Il premio Nobel per la Letteratura 2017 è stato assegnato oggi allo scrittore anglo-giapponese Kazuo Ishiguro, "per avere rivelato l'abisso al di sotto del nostro senso illusorio di connessione col mondo, in romanzi di grande forza emotiva".
Nato a Nagasaki l’8 novembre 1954, si trasferì con la famiglia in Inghilterra all'età di 6 anni e lì vive ancora oggi. Scrive in inglese ed è famoso soprattutto per il romanzo "Quel che resta del giorno" (The Remains of the Day) del 1989, con il quale ha vinto il Booker Prize e da cui nel 1993 è stato tratto l'omonimo film di James Ivory, con l'attore Anthony Hopkins. Il romanzo è raccontato dal punto di vista del maggiordomo di una vecchia casa padronale inglese durante la Seconda guerra mondiale ed il protagonista si confronta con il significato di lealtà, amore, integrità e tradizione. L'aspetto più significativo è il rapporto con la governante, Miss Kenton, più volte sul punto di diventare una storia sentimentale.
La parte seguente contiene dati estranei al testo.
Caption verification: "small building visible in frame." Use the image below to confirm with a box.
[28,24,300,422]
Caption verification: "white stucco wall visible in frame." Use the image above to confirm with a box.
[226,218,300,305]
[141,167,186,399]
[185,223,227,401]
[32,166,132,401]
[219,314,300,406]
Tra gli altri suoi romanzi importanti ci sono "Un artista del mondo fluttuante" (An Artist of the Floating World) e la science fiction "Non lasciarmi"(Never Let Me Go), da cui è stato tratto un film con lo stesso titolo, diretto da Mark Romanek.
Nel 2015 è uscito il suo settimo e ultimo romanzo, "Il gigante sepolto" (The Buried Giant), un testo mitologico ispirato alle opere di Tolkien, con orchi, draghi, giganti e scene di violenza, pubblicato in Italia da Einaudi come tutte le altre sue opere.